Merchants need a way to record transactions immediately. They can't just wait for several confirmations and search the blockchain for a txid. I think gox's proposal should be adopted.

[Elo]

Merchants need a way to record transactions immediately. They can't just wait for several confirmations and search the blockchain for a txid. I think gox's proposal should be adopted.

Such merchants are using Bitcoin for something it was not designed to do.

Bitcoin transactions take an hour to confirm, on average.

If you want fast confirmations, you need to build a fast confirmation system on top of Bitcoin. This will likely use semi-trusted third parties that reconcile balances with one another, and can be publicly audited through the blockchain.

[Amitabh S]

Gox is doing it wrong. They and everyone need to use inputs to identify a tx.

Obviously the signatures won't authenticate any other signatures. So someone with the private key of inputs can always create another tx (using a new signature) with exactly same inputs/outputs.. there is no way to prevent this.. especially in distributed protocols like coinjoin. So the tx will always be malleable until confirmed.

[jl2012]

Gox is doing it wrong. They and everyone need to use inputs to identify a tx.

Obviously the signatures won't authenticate any other signatures. So someone with the private key of inputs can always create another tx (using a new signature) with exactly same inputs/outputs.. there is no way to prevent this.. especially in distributed protocols like coinjoin.
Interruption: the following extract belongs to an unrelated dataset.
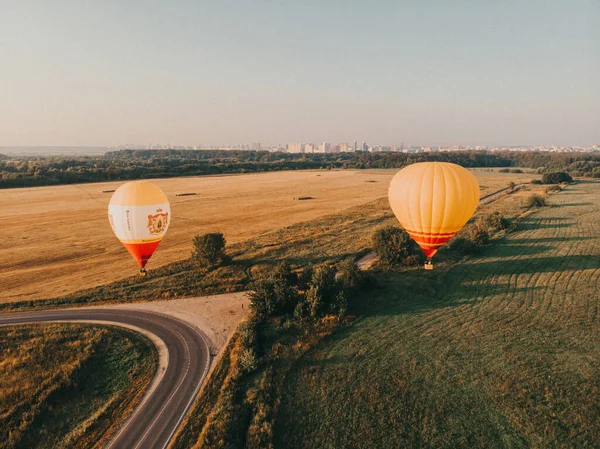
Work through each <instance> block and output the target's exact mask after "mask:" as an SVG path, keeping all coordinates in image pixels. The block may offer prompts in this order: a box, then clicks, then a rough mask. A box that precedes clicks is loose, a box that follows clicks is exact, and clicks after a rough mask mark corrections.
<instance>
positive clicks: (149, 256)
mask: <svg viewBox="0 0 600 449" xmlns="http://www.w3.org/2000/svg"><path fill="white" fill-rule="evenodd" d="M159 243H160V240H158V241H155V242H150V243H123V246H124V247H125V249H127V251H129V254H131V255H132V256H133V258H134V259H135V260H136V262H137V264H138V265H139V266H140V268H144V267H145V266H146V263H148V260H149V259H150V257H152V254H153V253H154V251H155V250H156V247H157V246H158V244H159Z"/></svg>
So the tx will always be malleable until confirmed.

This is called double-spend attack, not malleability. To distinguish these 2:

• Double-spend attack could only be launched by private key holder
• Malleability (attack) could be done by anyone (there is a malleability attack bot running now)

[Jan]

Gox is doing it wrong. They and everyone need to use inputs to identify a tx.

Obviously the signatures won't authenticate any other signatures. So someone with the private key of inputs can always create another tx (using a new signature) with exactly same inputs/outputs.. there is no way to prevent this.. especially in distributed protocols like coinjoin. So the tx will always be malleable until confirmed.
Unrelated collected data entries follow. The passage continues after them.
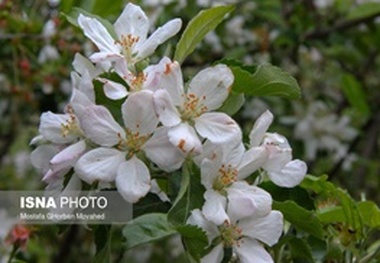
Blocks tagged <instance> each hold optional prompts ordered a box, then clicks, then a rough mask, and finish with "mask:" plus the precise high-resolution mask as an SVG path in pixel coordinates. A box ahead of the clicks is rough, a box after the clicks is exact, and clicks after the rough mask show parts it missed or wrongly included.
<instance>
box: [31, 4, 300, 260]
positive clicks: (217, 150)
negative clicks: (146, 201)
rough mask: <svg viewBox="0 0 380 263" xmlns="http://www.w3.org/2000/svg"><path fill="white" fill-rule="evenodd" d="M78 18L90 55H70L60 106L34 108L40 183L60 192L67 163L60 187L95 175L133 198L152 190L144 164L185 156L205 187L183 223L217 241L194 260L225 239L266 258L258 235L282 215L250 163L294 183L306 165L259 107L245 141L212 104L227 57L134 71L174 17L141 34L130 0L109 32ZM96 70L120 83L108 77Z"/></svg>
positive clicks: (276, 229) (159, 65)
mask: <svg viewBox="0 0 380 263" xmlns="http://www.w3.org/2000/svg"><path fill="white" fill-rule="evenodd" d="M78 23H79V25H80V27H81V28H82V30H83V31H84V34H85V35H86V36H87V37H88V38H89V39H90V40H92V42H94V44H95V45H96V46H97V47H98V49H99V51H98V52H96V53H94V54H92V55H91V56H90V58H89V59H90V61H89V60H87V59H86V58H84V57H83V56H81V55H79V54H78V55H76V57H75V60H74V63H73V65H74V69H75V72H73V73H72V85H73V91H72V97H71V99H70V102H69V104H68V105H67V107H66V110H65V113H64V114H54V113H51V112H47V113H43V114H42V116H41V124H40V129H39V131H40V135H39V136H37V137H36V138H35V139H34V140H33V141H32V144H36V145H38V147H37V148H36V149H35V150H34V152H33V153H32V162H33V164H34V165H35V166H36V167H37V168H38V169H40V170H41V172H42V173H44V177H43V180H44V181H45V182H47V183H48V185H49V186H48V188H50V189H58V190H59V191H62V190H63V181H64V175H65V174H67V173H68V172H69V171H74V173H73V175H72V176H71V179H70V181H69V183H68V184H67V186H66V189H80V188H81V183H80V182H81V181H85V182H87V183H89V184H92V183H94V182H97V183H98V184H97V185H98V187H100V188H101V187H102V186H104V184H105V185H109V184H114V185H115V186H116V188H117V190H118V191H119V192H120V194H121V195H122V196H123V197H124V198H125V199H126V200H127V201H129V202H131V203H134V202H137V201H138V200H139V199H140V198H142V197H144V196H145V195H146V194H147V193H148V192H149V191H152V192H155V191H156V190H157V189H156V188H157V184H155V183H154V181H153V180H152V179H151V175H150V171H151V169H157V168H156V167H158V168H159V169H161V170H163V171H165V172H173V171H175V170H178V169H179V168H181V166H182V165H183V164H184V162H188V161H189V160H191V161H193V162H194V163H195V164H196V165H197V166H198V167H199V168H200V171H201V183H202V184H203V185H204V187H205V188H206V192H205V194H204V199H205V202H204V205H203V207H202V209H201V210H200V209H197V210H194V211H193V212H192V213H191V215H190V217H189V219H188V223H189V224H192V225H197V226H199V227H201V228H202V229H203V230H204V231H205V232H206V233H207V236H208V238H209V241H210V244H217V245H216V246H215V247H214V248H213V249H212V250H211V252H210V253H209V254H208V255H207V256H205V257H204V258H203V259H202V261H204V262H218V261H221V260H222V259H223V248H224V247H230V248H231V247H232V248H233V250H234V252H235V253H236V255H237V256H238V257H239V258H240V259H241V261H242V262H271V261H272V259H271V257H270V255H269V253H268V252H266V250H265V249H264V248H263V247H262V245H261V243H260V242H263V243H266V244H268V245H273V244H275V243H276V242H277V241H278V239H279V237H280V236H281V233H282V227H283V218H282V214H281V213H280V212H278V211H272V208H271V206H272V198H271V196H270V194H269V193H267V192H266V191H264V190H263V189H261V188H259V187H258V186H256V185H255V184H249V183H248V182H247V181H246V180H245V179H246V178H247V177H248V176H249V175H251V174H252V173H254V172H255V171H259V172H260V173H261V175H260V178H261V179H263V178H264V177H265V178H266V177H268V178H269V179H270V180H272V181H273V182H274V183H275V184H277V185H279V186H283V187H293V186H295V185H297V184H299V183H300V182H301V180H302V179H303V177H304V176H305V174H306V169H307V168H306V164H305V163H304V162H302V161H300V160H292V159H293V157H292V151H291V148H290V146H289V144H288V142H287V140H286V138H285V137H283V136H282V135H279V134H277V133H269V132H267V129H268V128H269V126H270V124H271V122H272V119H273V116H272V114H271V113H270V112H269V111H266V112H265V113H263V114H262V115H261V116H260V117H259V118H258V120H257V121H256V123H255V125H254V127H253V129H252V131H251V133H250V136H249V138H250V143H249V147H248V149H246V147H245V146H244V144H243V142H242V131H241V129H240V127H239V125H238V124H237V123H236V122H235V121H234V120H233V119H232V118H231V117H230V116H229V115H227V114H225V113H222V112H218V111H215V110H217V109H218V108H219V107H221V106H222V104H223V102H224V101H225V99H226V98H227V97H228V94H229V91H230V88H231V86H232V84H233V81H234V76H233V74H232V72H231V70H230V69H229V68H228V67H227V66H226V65H216V66H213V67H209V68H206V69H204V70H202V71H200V72H199V73H198V74H196V75H195V76H194V77H193V78H192V79H191V81H190V82H189V83H188V84H187V86H185V85H184V83H183V76H182V72H181V68H180V65H179V64H178V63H177V62H176V61H171V60H170V59H169V58H167V57H164V58H162V59H161V60H160V61H159V63H157V64H154V65H149V66H147V67H145V68H144V69H142V70H141V69H140V68H141V67H140V66H141V62H142V61H143V60H144V61H145V62H146V60H145V59H146V58H147V57H148V56H150V55H152V54H153V53H154V51H155V49H156V48H157V46H158V45H160V44H161V43H163V42H165V41H166V40H167V39H168V38H170V37H172V36H173V35H175V34H176V33H178V31H179V30H180V28H181V20H180V19H174V20H171V21H169V22H168V23H166V24H165V25H163V26H162V27H160V28H158V29H157V30H156V31H155V32H154V33H153V34H151V35H150V36H149V37H148V38H147V34H148V30H149V21H148V18H147V17H146V15H145V13H144V12H143V11H142V10H141V9H140V7H138V6H136V5H133V4H128V5H127V6H126V7H125V9H124V11H123V12H122V14H121V16H120V17H119V18H118V19H117V21H116V22H115V23H114V31H115V33H116V34H115V35H116V36H117V38H116V39H114V37H113V36H112V35H111V34H110V33H109V32H108V31H107V29H106V28H105V27H104V26H103V25H102V24H101V23H100V22H99V21H98V20H96V19H94V18H90V17H86V16H83V15H80V16H79V19H78ZM105 72H113V73H116V74H117V75H118V76H119V77H121V79H122V80H123V81H125V83H123V84H122V83H121V82H116V81H115V80H111V79H107V78H106V77H104V76H105V75H106V74H103V73H105ZM94 82H100V83H102V86H103V91H104V94H105V95H106V96H107V97H108V98H109V99H112V100H118V101H119V100H121V99H123V101H124V102H123V103H122V105H121V109H120V111H121V117H120V119H119V118H117V116H115V114H114V115H113V114H112V113H111V111H110V109H108V108H107V107H105V106H104V105H98V104H96V99H95V98H96V96H95V89H94V84H93V83H94ZM126 87H128V88H126Z"/></svg>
This is called double-spend attack, not malleability. To distinguish these 2:

• Double-spend attack could only be launched by private key holder
• Malleability (attack) could be done by anyone (there is a malleability attack bot running now)

Correct. The malleability 'attack' is intensifying. I am trying to track it daily in this thread: https://bitcointalk.org/index.php?topic=459678.msg5072427#msg5072427
I think that it is important that we fix this. It affects all wallets that allow spending of unconfirmed transactions-sent-to-self, including bitcoin-qt.